Re: Cock-ups in command

From: Mark Galeotti <mark_at_...>
Date: Thu, 21 Jul 2005 12:26:43 -0000

Oh, certainly, and to be honest, I wasn't directing my comments against Jeff -- quite the opposite, as I think his Soprano analogy works very well. Everyone has the authority they can get away with asserting, and it lasts so long as they can force, persuade, inspire, bluff, cajole and buy people to accept it!

It's more that I have an instinctive dislike of essentially anachronistic words such as hierarchy (with our modern mental baggage around it) and even second in command.

One approach perhaps worth considering is that in a way there are two kinds of authority at work.

  1. Directive. Broyan gives me an order, and I do what he says. However, in the absence of any specific orders (or when I think Broyan's too busy), I do my own thing.
  2. Affiliative. I regard myself as Broyan's man: not only do I obey when he gives me an order, I try to do what I think Broyan would want me to do, and I check with him before doing anything major.

Many of the people paying lipservice to Broyan's kingship in WW will be 'commanded' by him in the former manner (when they obey him at all), while there are those directly beholded to him, or who simply accept the need to subordinate themselves to a single figure, who fit into the latter.

> I still think one reason
> Gyffur obeys Broyan is because he's scared of him!

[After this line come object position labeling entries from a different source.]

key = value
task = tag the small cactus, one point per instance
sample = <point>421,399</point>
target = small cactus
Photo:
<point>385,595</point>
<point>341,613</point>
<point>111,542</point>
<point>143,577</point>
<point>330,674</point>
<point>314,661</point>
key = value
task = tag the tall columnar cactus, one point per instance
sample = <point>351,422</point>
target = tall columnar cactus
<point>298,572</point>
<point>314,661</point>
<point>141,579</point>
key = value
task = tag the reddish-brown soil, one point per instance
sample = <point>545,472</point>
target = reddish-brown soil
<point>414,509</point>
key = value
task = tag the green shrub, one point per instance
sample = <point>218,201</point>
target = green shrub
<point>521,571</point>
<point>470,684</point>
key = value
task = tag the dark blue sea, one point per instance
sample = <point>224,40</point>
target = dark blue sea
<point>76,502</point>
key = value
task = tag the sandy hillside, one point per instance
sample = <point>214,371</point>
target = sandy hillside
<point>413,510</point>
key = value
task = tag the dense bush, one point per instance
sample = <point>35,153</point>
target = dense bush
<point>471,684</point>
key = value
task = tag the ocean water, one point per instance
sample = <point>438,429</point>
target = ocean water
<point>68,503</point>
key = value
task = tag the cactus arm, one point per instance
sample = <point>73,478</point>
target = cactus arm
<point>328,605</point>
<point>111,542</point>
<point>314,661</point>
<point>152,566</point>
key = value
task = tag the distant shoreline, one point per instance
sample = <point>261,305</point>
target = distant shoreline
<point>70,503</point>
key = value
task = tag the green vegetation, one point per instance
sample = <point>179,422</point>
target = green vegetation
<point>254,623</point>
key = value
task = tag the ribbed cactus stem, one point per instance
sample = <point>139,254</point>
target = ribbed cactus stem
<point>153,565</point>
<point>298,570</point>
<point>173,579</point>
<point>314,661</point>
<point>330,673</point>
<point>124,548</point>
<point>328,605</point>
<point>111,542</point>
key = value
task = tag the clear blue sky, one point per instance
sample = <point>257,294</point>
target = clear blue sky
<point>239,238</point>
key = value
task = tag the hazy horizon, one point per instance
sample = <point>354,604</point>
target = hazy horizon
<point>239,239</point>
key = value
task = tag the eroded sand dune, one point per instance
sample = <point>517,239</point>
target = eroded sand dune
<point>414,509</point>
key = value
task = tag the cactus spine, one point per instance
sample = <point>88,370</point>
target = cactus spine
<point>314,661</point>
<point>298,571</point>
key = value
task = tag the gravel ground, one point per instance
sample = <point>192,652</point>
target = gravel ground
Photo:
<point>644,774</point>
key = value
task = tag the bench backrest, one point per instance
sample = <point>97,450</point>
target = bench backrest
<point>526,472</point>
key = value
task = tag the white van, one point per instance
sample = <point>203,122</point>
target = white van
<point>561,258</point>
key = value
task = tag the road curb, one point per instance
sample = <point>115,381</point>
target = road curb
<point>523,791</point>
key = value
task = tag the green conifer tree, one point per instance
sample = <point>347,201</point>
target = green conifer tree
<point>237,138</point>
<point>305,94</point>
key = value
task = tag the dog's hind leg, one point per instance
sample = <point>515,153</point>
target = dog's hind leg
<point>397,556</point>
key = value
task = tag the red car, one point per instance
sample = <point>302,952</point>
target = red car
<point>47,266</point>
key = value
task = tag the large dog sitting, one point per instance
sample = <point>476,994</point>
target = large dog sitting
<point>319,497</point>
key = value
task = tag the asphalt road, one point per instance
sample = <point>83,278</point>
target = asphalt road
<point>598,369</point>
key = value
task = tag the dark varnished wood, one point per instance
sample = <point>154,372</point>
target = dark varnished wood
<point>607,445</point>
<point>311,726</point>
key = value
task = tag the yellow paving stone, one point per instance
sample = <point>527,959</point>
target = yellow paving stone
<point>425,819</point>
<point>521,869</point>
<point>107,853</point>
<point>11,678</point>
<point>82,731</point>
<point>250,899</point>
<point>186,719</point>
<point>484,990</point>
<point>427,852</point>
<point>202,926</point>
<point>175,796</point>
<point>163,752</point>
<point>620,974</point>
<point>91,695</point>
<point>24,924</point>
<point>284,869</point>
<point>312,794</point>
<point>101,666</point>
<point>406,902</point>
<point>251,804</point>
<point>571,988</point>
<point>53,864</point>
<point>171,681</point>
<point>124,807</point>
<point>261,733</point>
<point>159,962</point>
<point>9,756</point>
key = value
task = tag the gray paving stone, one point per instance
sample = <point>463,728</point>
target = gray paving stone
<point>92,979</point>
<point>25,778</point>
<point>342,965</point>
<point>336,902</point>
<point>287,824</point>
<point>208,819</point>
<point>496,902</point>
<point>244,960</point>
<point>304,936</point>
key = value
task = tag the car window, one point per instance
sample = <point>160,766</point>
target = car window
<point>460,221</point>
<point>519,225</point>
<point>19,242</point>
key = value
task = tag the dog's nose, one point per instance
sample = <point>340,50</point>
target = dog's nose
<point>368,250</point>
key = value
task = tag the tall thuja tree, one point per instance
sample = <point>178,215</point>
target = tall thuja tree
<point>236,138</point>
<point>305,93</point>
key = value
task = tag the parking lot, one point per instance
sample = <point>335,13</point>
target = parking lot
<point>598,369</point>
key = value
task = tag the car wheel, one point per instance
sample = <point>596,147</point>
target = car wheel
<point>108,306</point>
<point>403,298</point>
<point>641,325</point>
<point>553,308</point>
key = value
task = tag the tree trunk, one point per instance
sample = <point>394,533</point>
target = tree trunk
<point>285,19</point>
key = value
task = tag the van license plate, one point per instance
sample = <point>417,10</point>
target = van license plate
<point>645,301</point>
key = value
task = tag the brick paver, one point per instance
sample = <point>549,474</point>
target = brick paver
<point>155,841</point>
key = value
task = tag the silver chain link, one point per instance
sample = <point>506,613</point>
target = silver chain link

I must confess that I like this idea. And not just because Broyan has seen through to his touch-feely soul. No, I like the idea that Broyan has a dark, brooding core and that in many ways, Shepelkirt has been the making and salvation of him. Without such an external enemy to focus his inner angers against and to give him a cause around which to rally people, then perhaps he might have slipped into the worst ways of an Orlanthi king, the bully who treats 'No one can make me do anything' as a commandment more pressing and liberating that the others which ought to counter-balance it.

To an extent, in this -- entirely fanciful and personal -- vision of Broyan, he is thus shaped not so much by his inner virtues as by the need to live up to the myths and expectations of those around him. And that may be an answer as why he does something so noble, heroic but irrational and dangerous, as teleport onto the Bat: because it's what people would expect of him.

Just a couple of thoughts.

BTW, I'll be away from my computer for the next few days, so don't think a lack of response means a lack of interest!